The butte of the horse-hunters formed indeed a depressed elliptical elevation, planular at the top, which stood at the intersection of two canyons, whose walls actually rose above it on all sides. Its position was very picturesque. Running southwestward a deep gorge opened, which extended back around the insular terrace, and divided on its north eastern exposures into two tributary canyons of extreme depth and narrowness. These two smaller arroyos united in the larger gorge, and in both of them a stream, with intermittent flow, gave a temporary animation to the dismal loveliness, the confluence of the rivers making a more considerable body of water in the larger canyon. From the plain of the butte’s crest, encircling walls were seen on all sides; southward the descending vista, along the broken and bold declivities of the large canyon with the river it contained reduced to a white ribbon; northward the ascending vistas, in the two narrower canyons with vertical walls, the streams running through their deep defiles, reduced to a white thread.

The butte only, amongst the eminences about it, was at all easily approached, and then its ascent on one side alone offered any attractive invitations. The rocks of the canyon were variously colored, and the myriad fancy which had carved and trenched and cut them into innumerable profiles, had indulged in a still wider complexity of invention in its panoramic marvels of color.
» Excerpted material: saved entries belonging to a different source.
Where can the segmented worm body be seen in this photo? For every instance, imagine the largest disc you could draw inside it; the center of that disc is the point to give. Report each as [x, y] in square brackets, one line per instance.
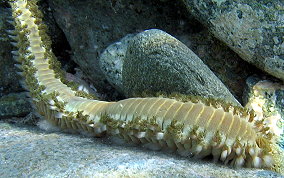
[192, 128]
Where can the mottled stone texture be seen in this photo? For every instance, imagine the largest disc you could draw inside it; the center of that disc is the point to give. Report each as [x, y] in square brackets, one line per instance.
[30, 152]
[155, 61]
[14, 105]
[111, 61]
[91, 26]
[253, 29]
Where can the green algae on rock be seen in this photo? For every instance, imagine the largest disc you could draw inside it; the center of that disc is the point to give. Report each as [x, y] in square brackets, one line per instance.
[156, 61]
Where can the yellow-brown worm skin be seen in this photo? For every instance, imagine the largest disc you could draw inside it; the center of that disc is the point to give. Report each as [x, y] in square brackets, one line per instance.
[192, 128]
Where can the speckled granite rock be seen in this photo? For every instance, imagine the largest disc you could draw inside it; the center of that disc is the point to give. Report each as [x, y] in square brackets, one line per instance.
[14, 105]
[266, 98]
[155, 61]
[253, 29]
[89, 31]
[111, 61]
[30, 152]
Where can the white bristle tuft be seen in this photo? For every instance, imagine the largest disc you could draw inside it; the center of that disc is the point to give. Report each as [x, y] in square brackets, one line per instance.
[81, 88]
[14, 44]
[238, 151]
[256, 162]
[267, 161]
[11, 32]
[224, 155]
[160, 135]
[239, 161]
[13, 37]
[20, 74]
[58, 115]
[51, 102]
[16, 58]
[19, 66]
[28, 94]
[16, 53]
[11, 22]
[251, 151]
[23, 84]
[103, 128]
[140, 134]
[52, 107]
Bands of blood red lay across the exposed strata, fading with inconstant undulations into brown and yellow ochres—purple shades filled up the diversified pallet, and white strips of quartz or unctuous edges of clay streaked the cliffs with weird and sudden contrasts.
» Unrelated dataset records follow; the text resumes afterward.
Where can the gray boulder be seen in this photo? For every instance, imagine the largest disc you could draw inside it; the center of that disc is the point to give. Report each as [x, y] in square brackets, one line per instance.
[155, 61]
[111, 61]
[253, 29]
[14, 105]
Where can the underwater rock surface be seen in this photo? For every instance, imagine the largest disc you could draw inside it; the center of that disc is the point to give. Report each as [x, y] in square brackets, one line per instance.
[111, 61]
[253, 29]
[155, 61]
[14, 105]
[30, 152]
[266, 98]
In the mornings the extraordinary picture was dim with mists, the tricks of optical interference, reflection and diffraction raising strange phantoms in the silent gorges, and at night the shadows stealing upward and quenching the radiant illumination imparted an almost theatrical effectiveness, as if an artful scene shifter had manipulated the setting sun, and pulled into place the changing and relevant flies and screens.

It was in the latter time that shadows settled like a flood upon the home of the horse-hunters—when the sunlight still fell on the heights about them, and they were submerged in a twilight night long before the sun had deserted the uplands.
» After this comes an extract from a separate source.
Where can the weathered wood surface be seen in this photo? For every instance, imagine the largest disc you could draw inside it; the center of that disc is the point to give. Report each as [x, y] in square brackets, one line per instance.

It was the evening of the day when Ogga killed the mastodon that the four medicine men of the little village—Shan, Flitout, Slin and Slaggar—squatted on the edge of the mesa, gazing with half shut, squinting eyes, into the vacancy before them. They had attained a sufficient distinction in ugliness, querulousness, abiding and carefully nurtured vindictiveness to hold without question in that aboriginal community, the preeminence their position implied. Their mutual distrust of one another had rendered more acute their craftiness of demeanor. They incessantly quarreled, and the religious exhibitions of their thaumaturgic powers were made none the less ridiculous by their evident desire to excell their rivals in impossible antics. Nature had furnished them with contrasted physical features, but a common calling, and a very uniform tendency to intrigue produced a noticeable resemblance amongst them. They were seldom separate from each other, although their companionship led them into the most discordant wrangles which usually ended in an encounter which excelled in acerbity of language, rather than in bodily violence.

Perhaps expressions in that early age were more restricted than in a later age, but as Renan has pointed out, primal language gained in compression what it lacked in capriciousness, and the squabbles and fights of the four doctors, consisting generally of hair-pulling and flesh scratching, like modern duels amongst cats, were punctuated by sharp and shrieking exclamations which had sufficient poignancy of meaning to make the melee more prolonged and vigorous.